I feel a compulsion to go visit the bridge site.   Not to gawk at the debris or recovery operations — that is more the stuff of my nightmares than anything I want to remember.  I think it’s because I have such a strong mental memory of the way the area used to look, I know that I will eventually have to replace that image with what it looks like now, and I’d like to get it over with.

The Star Tribune headlined that MnDOT chose the most "cost-efficient" means of controlling the bridge’s decline.  If you’re thinking like an engineer, you might think that the Star Tribune was trying to praise them; where I come from, cost-efficient means optimizing one’s main objective within the given constraints.   But of course you need to think like a journalist, and "cost-efficient" is code for "they were thinking of money instead of our safety."  Read a little more deeply into the article and you will find that the stated reason for rejecting the first recommended solution — reinforcing the structure with steel plates — was the fear that drilling thousands of holes into the steel to attach said plates might weaken the bridge, a fear that I judge reasonable. 

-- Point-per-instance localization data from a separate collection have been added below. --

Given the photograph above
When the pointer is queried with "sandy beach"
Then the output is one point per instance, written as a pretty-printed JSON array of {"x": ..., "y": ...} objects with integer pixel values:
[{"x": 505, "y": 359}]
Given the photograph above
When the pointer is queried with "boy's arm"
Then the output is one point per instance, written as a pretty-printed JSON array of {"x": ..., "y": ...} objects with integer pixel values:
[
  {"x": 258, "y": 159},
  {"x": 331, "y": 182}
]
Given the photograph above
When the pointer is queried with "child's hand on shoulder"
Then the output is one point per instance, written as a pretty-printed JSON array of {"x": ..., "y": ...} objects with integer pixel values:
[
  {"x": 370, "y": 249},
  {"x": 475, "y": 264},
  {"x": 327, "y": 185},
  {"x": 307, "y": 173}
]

I can’t muster any blame for the people at MnDOT, at least until we know more.  Maybe if it was a bridge in the middle of rural outstate Minnesota, maybe then I could believe nefarious things about them.  But you know what, those people live here too, and they drive across that bridge, and their sons and daughters drive across that bridge.  Nobody knew the bridge was dangerous.  Perhaps they should have known, but I take them at their word when they said they did not.